Na transição para o meio digital, o jornalismo foi mimetizando o modus
operandi das redes sociais. Seu estilo, estridência e tribalismo. Ainda
me lembro quando perguntei a um blogueiro, coisa de dez anos atrás, por
que ele não escrevia coisas mais ponderadas. “Não dá engajamento”,
respondeu na lata. À época o fenômeno estava se desenhando. Hoje é quase
regra. Ele mesmo virou um tipo pop, mistura de jornalista/ativista que
ganhou um enorme espaço. Um sintoma e um fator a mais para a exasperação
da democracia.
Há
uma penca de problemas nisso tudo. O primeiro é a inutilidade. A enorme
perda de energia e chances de consensos mínimos em um país cheio de
coisas importantes a resolver. Outro é o “vale qualquer coisa contra
esse demônio”, tema bem pontuado pelo diplomata Gustavo Maultasch. Na
presença do grande mal, afrouxamos nossos critérios, éticos ou
programáticos. Na urgência de defender o grande redentor, toleramos os
seus pecados. O desempenho pífio na pandemia, o familismo, a volta do
Centrão e seus velhos hábitos. No outro lado, tolera-se esquecer a
corrupção do passado recente e cultiva-se o autoengano sobre as
reformas. A oposição, que votou contra o teto de gastos, as reformas da
Previdência e trabalhista, e agora combate a reforma administrativa, é
em quem se confia para salvar o Brasil.
Outro
problema é a preguiça. Perdemos o sentido de complexidade do mundo
político. Reduzidos ao pró ou contra Bolsonaro, está tudo de antemão
explicado, correto? Dias atrás ouvi um debate sobre o drama da educação
na pandemia, e a conclusão debitava a culpa, como previsível, ao governo
federal. O detalhe é que são os estados e municípios que gerenciam as
redes de ensino básico. Não teriam lá sua dose de responsabilidade? A
revista The Economist tocou nisso em uma matéria recente. “Bolsonaro não
é a única razão pela qual seu país está em um buraco”, dizia o texto.
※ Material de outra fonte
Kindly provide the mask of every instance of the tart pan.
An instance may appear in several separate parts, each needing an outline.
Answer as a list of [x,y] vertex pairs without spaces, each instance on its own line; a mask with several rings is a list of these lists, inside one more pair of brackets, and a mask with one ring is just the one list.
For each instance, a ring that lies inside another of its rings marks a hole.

Os exemplos são velhos conhecidos. Na lógica da guerra política, eles
desaparecem. O mundo se torna simples e confortável. Combina com nossos
instintos, nos permite vociferar à vontade, até as próximas eleições.
Max
Weber se preocupava com essas coisas na Alemanha conflagrada do final
da I Guerra. Sua angústia era como “fundir na mesma alma a paixão e o
senso de proporção”. Weber trata do político. Sua virtude é preservar
uma saudável “distância em relação às coisas e aos homens”. Nisso ele se
distingue do “diletante esterilmente excitado”. O ponto é que a
revolução tecnológica nos transformou a todos em pequenos políticos. E a
angústia de Weber passou a nos dizer respeito também.